The same thing that makes it easy for readers to join — consistency — makes it harder for writers to create their own brand beyond Substack: every Substack newsletter looks the same. They offer some personalization but the emails that land in inboxes look nearly identical. I frankly have no idea which writer is which. Last year I subscribed to a bunch of Substacks from women in their 20s through 40s, and it was disorienting to have no idea who wrote the current email I was reading, and which previous emails were by them. I wound up unsubscribing from pretty much all of them because I couldn’t figure out consistently which ones I liked 🤷‍♀️ While blog posts may look the same in my feed reader, I can click through to open the article in its original website to remind myself who the author is. The unique look of the website is enough visual cue for me, while apparently a logo in an email header isn’t.

This makes me think of Etsy, which could be a glimpse forward of the risks of a silo for writers who lock themselves into the Substack model, like lower payments or mandatory advertising to get traffic to your newsletter. I try to be conscientious about it now I’ve noticed it, but the usual answer about where something came from is “a seller on Etsy” rather than the actual shop’s name. Likewise, I’ll find myself prefacing comments with “some Substack I follow” — which I might also say about a blog, but I’m more likely to actually remember the author’s name of a blog because it’s a distinct entity in my mind versus part of the Substack collective. Earlier today, I was reading a new email newsletter, and didn’t realize the same author also wrote another newsletter I already follow, but they happened to link to an article in it 🤷‍♀️

By Tracy Durnell

Writer and designer in the Seattle area. Freelance sustainability consultant. Reach me at tracy.durnell@gmail.com. She/her.
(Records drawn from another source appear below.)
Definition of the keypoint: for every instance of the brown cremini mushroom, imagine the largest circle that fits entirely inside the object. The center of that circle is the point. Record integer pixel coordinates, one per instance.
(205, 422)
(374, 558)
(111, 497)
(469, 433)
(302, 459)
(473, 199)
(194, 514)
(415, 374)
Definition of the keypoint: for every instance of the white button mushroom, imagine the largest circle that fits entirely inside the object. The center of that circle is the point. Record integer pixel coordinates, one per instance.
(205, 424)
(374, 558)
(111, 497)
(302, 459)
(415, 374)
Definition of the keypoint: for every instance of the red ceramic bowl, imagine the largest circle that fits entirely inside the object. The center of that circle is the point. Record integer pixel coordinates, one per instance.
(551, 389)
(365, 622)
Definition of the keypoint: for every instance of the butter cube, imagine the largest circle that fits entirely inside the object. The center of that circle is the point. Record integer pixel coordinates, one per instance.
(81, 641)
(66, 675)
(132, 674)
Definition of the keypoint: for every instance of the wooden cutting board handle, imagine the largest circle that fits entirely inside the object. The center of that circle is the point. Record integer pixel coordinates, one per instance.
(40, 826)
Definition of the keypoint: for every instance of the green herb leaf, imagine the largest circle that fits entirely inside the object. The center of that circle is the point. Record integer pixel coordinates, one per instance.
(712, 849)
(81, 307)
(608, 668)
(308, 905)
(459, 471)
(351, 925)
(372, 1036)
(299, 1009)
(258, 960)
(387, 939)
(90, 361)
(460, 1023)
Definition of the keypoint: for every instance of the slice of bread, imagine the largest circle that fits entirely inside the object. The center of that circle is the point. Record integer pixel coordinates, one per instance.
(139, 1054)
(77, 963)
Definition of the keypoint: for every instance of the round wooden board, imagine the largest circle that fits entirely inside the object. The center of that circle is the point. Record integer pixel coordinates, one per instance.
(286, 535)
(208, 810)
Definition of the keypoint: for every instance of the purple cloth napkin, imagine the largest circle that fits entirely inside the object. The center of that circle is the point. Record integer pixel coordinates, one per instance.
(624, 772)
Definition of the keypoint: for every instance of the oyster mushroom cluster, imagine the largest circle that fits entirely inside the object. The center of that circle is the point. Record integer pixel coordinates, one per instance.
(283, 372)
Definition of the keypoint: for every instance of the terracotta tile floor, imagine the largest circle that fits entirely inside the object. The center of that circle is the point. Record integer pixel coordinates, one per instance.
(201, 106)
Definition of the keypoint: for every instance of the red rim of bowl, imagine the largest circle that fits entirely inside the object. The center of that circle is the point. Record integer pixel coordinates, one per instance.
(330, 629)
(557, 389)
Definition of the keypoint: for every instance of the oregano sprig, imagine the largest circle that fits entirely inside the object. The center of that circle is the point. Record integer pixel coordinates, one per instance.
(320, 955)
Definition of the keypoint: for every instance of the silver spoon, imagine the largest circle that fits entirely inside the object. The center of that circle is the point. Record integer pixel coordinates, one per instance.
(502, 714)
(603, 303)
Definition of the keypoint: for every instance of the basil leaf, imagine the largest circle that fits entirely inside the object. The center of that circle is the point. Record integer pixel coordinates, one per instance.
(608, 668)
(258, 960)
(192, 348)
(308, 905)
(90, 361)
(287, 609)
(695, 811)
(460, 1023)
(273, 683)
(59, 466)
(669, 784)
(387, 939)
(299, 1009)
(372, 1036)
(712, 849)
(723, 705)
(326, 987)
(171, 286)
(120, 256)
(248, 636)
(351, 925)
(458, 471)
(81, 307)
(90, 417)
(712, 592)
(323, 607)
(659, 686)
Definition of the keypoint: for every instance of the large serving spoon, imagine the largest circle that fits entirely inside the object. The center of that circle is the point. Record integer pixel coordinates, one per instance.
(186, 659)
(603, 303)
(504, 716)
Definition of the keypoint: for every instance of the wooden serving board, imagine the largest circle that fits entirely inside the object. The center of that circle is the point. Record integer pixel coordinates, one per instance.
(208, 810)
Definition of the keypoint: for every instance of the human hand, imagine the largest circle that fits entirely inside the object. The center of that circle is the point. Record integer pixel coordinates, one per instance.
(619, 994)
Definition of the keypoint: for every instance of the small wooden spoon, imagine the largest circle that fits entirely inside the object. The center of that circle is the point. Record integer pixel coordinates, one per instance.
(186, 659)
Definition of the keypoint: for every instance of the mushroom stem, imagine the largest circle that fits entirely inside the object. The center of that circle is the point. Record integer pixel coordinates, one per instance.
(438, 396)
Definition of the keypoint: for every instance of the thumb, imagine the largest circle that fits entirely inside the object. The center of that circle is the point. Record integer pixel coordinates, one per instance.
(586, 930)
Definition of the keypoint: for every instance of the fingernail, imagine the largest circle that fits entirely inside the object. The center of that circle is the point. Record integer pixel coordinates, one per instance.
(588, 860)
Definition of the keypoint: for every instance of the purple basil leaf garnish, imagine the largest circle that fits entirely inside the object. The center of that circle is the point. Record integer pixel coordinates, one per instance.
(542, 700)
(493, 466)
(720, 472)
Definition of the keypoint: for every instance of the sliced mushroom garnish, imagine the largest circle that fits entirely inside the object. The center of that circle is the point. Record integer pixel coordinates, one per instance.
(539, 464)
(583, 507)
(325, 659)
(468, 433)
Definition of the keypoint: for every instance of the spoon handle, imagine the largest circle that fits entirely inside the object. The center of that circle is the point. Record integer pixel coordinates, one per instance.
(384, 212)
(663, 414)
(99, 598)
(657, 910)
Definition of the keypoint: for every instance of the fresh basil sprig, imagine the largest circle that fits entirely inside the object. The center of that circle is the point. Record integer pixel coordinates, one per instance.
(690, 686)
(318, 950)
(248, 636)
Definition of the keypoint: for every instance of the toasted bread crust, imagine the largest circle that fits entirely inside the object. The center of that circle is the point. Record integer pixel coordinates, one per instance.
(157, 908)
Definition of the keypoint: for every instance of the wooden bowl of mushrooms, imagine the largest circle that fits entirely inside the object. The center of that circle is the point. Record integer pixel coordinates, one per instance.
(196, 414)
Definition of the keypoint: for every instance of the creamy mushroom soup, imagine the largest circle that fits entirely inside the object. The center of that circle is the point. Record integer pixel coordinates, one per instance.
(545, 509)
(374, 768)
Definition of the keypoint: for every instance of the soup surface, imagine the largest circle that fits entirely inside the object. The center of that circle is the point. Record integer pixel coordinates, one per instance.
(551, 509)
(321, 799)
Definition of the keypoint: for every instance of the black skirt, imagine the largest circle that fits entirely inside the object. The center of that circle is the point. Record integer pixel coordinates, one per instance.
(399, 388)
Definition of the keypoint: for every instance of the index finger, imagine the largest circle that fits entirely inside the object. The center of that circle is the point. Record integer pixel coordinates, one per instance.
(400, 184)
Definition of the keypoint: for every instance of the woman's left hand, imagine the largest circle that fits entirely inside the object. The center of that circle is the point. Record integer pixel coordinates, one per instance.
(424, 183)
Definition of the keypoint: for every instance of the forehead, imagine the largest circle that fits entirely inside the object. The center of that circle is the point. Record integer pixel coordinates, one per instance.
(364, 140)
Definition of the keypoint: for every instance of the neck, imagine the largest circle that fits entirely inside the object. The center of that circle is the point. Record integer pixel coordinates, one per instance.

3 replies on “Substackification”

Glad to know I’m not the only one that feels that way… I called it the gentrification of newsletters in a recent blog post (https://alongtheray.com/torture-test-passed-substacking-dad-newsletter-gentrification) because many of them follow the same model, write the same, look the same, etc.

I ended up unsubscribing from a bunch as a result.

I’m hoping this is just a temporary “hot”ness thing where when it cools down things go back to normal newslettering on their own but I can see the appeal behind Substack’s ease of use (and free model).

I also can’t begrudge others for doing what they want but I hope they keep their personality somehow and be different?

Ray

Yes! Gentrification of newsletters is a great way to describe it!

The monotony of the writing is weird. As you say, it’s like people have this narrow mindset of what a successful newsletter looks like, following the style of other substackers. I would guess this is the first time many have written for the web beyond the micro format of Twitter. We’re reading the early years before they’ve settled into a style — it took me several years of blogging to find a natural voice and shake off what I thought blogging should sound like. I have a suspicion that over the next couple years anyone who started a newsletter hoping to make it big because “newsletters are hot” but don’t have much of their own voice or distinct perspective will trickle away. Or, maybe consistent writing practice will develop their voice?

People who haven’t written longform for the web might not have put much thought into what makes a successful piece of writing, as well as a body of work more thematically connected as I usually expect of a newsletter. My opinion is that most things can be made interesting if someone is passionate about their subject. I recall reading an entire email series about dust several years ago! It’s hard to stand out as an essayist — a bunch of the ones I signed up for exposed their mental health challenges in ways that felt like manipulative vulnerability, where their struggles were the *only* thing they shared. I wonder if that comes from transitioning from posting on social media to writing essays, and the tone for the forms isn’t the same? Seems like I’ve pared those back and kept more informational newsletters.